Step 1: Create a secret callback handler

Let's see how we can write a new Secret Callback Handler class to secure the user management and registry database connection password. In this sample, you do not need to configure a Secret Repository or keystore as you are not going to store the secret or encrypted values.

  1. Write a Secret Callback class. You need to implement the SecretCallbackHandler interface or extend the AbstractSecretCallbackHandler abstract class. For example,

    public class HardCodedSecretCallbackHandler extends AbstractSecretCallbackHandler {
         protected void handleSingleSecretCallback(SingleSecretCallback singleSecretCallback) {
                singleSecretCallback.setSecret("password");
         }
    }
    
  2. You can set multiple passwords as shown below.
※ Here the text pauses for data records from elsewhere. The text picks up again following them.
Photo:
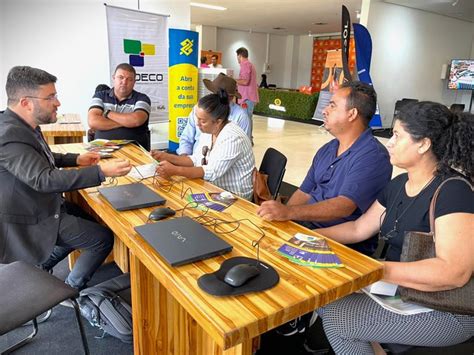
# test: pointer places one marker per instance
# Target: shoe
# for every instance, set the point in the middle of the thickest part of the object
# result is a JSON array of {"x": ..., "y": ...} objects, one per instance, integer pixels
[
  {"x": 67, "y": 303},
  {"x": 297, "y": 325}
]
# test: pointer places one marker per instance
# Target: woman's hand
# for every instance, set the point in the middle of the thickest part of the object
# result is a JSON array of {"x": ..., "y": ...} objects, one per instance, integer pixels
[
  {"x": 158, "y": 155},
  {"x": 165, "y": 169},
  {"x": 87, "y": 159}
]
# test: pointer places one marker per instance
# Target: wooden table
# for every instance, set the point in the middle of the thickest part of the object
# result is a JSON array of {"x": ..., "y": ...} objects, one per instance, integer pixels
[
  {"x": 68, "y": 129},
  {"x": 172, "y": 315}
]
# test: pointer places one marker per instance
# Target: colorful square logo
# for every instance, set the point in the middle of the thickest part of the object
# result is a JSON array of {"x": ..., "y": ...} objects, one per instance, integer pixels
[{"x": 137, "y": 51}]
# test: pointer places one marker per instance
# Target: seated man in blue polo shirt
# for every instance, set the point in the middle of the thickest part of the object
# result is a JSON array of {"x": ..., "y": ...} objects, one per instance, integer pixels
[
  {"x": 121, "y": 112},
  {"x": 190, "y": 135},
  {"x": 346, "y": 174}
]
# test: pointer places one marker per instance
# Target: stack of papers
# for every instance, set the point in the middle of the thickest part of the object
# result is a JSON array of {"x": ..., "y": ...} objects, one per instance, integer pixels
[
  {"x": 308, "y": 250},
  {"x": 215, "y": 200},
  {"x": 105, "y": 147},
  {"x": 106, "y": 143},
  {"x": 140, "y": 172}
]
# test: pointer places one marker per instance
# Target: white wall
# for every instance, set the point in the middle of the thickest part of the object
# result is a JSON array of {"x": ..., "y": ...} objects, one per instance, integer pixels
[
  {"x": 290, "y": 56},
  {"x": 228, "y": 41},
  {"x": 280, "y": 59},
  {"x": 409, "y": 48},
  {"x": 305, "y": 61},
  {"x": 68, "y": 38}
]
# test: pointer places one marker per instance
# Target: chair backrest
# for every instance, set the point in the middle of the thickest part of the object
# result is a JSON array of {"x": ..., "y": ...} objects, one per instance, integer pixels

    public class HardCodedSecretCallbackHandler extends AbstractSecretCallbackHandler {
        protected void handleSingleSecretCallback(SingleSecretCallback singleSecretCallback) {
                if("foo".equals(singleSecretCallback.getId())){
                singleSecretCallback.setSecret("foo_password");
                } else if("bar".equals(singleSecretCallback.getId())){
                singleSecretCallback.setSecret("bar_password");
                }
        }
    }
    
  3. Create a JAR or an OSGI bundle and copy it to the IS_HOME/repository/component/lib/ directory or the OSGI bundle to the <IS_HOME>/repository/component/dropins/directory respectively.

  4. Configure the <IS_HOME>/repository/conf/deployment.toml file with an alias name and your Secret Callback handler class name. For example,

    [config_heading]
    alias_name=value
    secret_callback_handler_class=value
    
  5. Restart the server.

Step 2: Create a custom secret repository

To create a custom secret repository, you need to implement the SecretRepository and SecretRepositoryProvider interfaces.

  1. Create your custom secret repository by implementing the org.wso2.securevault.secret.SecretRepository interface.

    public class CustomSecretRepositoryImpl extends SecretRepository {
        public void init(Properties properties, String s) {
        }
        public String getSecret(String s) {
            return null;
        }
        public String getEncryptedData(String s) {
            return null;
        }
        public void setParent(SecretRepository secretRepository) {
        }
        public SecretRepository getParent() {
            return null;
        }
    } 
    
  2. Implement the org.wso2.securevault.secret.SecretRepositoryProvider class as shown below. This class returns an instance of the custom SecretRepository that you implemented above.

    public class CustomSecretRepositoryProvider implements SecretRepositoryProvider {
        public SecretRepository getSecretRepository(IdentityKeyStoreWrapper identityKeyStoreWrapper, TrustKeyStoreWrapper trustKeyStoreWrapper) {
            return new CustomSecretRepositoryImpl(identityKeyStoreWrapper, trustKeyStoreWrapper);
        }
    } 
    
  3. Create a JAR or an OSGI bundle.

  4. Copy the JAR file to the IS_HOME/repository/component/lib/ directory or the OSGI bundle to the IS_HOME/repository/component/dropins/ directory.